I am all in favour of composting but let's play out the municipal response a few years into the future.

Cities invest enormous amounts of money into rolling bins and more trucks to dump them. High labour costs for more staff.

Oil continues to rise in price, after all, they aren't making any more so it just gets more scarce and more expensive. This makes the cost of running waste trucks more expensive.

Millions of people are labouring to stay on top of mortgages that stretched them greatly. The economy is slowing, in part due to the mortgage meltdown, and this makes it even harder to pay mortgages. This means that nobody is in favour of increasing tax rates to pay for the higher costs of fuel to run municipal services.

Eventually, cities just cancel the program and tell people to compost at home. Gee, shouldn't we have just started there in the first place?

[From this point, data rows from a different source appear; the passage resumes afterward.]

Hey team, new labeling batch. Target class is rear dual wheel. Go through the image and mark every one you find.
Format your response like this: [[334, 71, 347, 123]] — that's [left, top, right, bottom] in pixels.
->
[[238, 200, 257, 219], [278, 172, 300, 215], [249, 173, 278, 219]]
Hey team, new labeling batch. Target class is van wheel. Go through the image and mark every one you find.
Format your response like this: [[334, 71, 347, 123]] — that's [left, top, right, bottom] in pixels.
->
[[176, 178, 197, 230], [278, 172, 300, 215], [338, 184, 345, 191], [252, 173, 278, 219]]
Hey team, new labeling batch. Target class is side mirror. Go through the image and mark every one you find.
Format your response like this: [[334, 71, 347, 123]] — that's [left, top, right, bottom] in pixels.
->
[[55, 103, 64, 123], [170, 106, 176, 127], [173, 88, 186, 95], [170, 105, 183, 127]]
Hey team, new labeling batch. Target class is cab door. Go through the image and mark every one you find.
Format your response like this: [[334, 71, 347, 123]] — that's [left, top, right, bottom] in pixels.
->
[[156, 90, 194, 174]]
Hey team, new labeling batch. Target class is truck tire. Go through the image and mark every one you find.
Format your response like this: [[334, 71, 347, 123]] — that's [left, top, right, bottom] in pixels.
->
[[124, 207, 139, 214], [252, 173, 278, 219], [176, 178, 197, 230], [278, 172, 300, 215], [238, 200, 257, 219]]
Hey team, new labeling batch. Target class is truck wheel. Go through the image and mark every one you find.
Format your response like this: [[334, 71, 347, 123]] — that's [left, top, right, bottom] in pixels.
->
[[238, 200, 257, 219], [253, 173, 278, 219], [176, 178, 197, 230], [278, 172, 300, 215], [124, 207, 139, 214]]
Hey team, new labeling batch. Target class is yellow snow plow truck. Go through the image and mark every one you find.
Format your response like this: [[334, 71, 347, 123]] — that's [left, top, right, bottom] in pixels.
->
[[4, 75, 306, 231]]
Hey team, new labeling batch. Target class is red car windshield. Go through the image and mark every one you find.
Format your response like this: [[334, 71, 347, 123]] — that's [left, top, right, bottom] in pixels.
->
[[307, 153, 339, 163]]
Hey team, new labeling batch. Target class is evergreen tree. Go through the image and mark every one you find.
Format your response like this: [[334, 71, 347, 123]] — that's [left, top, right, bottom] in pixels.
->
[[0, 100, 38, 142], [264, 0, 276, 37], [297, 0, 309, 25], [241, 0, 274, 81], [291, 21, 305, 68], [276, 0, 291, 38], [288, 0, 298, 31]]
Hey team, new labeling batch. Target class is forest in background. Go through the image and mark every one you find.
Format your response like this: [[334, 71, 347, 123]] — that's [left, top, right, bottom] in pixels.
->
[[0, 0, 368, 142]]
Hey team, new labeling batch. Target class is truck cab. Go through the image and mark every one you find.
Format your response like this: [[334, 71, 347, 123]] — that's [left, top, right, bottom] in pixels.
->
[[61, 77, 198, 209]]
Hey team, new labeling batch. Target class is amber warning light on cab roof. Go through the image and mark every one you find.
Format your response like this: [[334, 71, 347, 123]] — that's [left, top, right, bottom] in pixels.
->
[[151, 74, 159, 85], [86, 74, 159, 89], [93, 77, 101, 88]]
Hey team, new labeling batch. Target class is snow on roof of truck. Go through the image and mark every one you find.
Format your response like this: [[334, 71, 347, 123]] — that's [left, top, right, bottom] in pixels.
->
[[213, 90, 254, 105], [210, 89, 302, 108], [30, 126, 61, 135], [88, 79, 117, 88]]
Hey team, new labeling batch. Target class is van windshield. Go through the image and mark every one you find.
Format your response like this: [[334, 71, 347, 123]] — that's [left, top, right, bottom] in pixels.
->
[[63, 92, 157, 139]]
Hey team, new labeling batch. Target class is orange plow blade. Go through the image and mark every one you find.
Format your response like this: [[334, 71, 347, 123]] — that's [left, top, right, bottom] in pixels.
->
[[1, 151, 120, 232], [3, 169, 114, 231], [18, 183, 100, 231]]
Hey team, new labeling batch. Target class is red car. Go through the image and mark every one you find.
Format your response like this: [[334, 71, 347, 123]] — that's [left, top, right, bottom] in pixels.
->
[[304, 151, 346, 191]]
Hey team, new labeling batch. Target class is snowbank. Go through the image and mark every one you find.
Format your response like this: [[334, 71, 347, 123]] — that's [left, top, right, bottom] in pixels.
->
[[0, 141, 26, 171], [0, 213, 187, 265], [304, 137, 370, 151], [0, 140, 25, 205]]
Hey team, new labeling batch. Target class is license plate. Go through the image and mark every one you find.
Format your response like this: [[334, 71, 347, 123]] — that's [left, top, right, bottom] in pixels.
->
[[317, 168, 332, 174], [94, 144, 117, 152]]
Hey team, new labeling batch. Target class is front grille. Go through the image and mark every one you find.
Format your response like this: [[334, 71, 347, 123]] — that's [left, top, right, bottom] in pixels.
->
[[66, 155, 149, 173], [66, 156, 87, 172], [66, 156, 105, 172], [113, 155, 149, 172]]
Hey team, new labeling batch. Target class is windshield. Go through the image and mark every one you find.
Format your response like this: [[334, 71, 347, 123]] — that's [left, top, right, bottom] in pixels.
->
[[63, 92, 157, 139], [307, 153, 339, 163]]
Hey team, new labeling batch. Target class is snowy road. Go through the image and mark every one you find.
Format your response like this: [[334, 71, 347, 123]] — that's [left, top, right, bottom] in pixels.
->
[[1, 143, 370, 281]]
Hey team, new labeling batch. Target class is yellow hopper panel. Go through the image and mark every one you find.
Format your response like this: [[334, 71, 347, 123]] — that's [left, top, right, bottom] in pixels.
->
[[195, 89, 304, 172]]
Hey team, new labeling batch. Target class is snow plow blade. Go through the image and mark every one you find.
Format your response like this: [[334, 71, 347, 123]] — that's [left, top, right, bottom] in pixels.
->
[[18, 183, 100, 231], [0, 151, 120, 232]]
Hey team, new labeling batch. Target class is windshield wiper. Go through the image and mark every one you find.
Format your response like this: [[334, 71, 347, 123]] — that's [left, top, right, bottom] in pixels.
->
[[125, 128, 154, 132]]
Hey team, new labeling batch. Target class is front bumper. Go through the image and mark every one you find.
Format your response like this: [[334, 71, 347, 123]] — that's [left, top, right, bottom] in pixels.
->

Instead we wasted all the money on rolling carts and trucks when it could have gone to backyard bins and other devices.

TreeHugger has reported on everything needed to create a multi-scale composting system: backyard composters, balcony worm bins, industrial worm bins for apartment parkades, crazy swedish devices that suck the water out of compost, and methane biodigesters that generate electricity while composting at the neighbourhood scale. I would add on social enterprise where dumpster divers are re-trained as compost technicians and paid to turn and amend backyard compost piles.

Picking stuff up in trucks is NOT sustainable.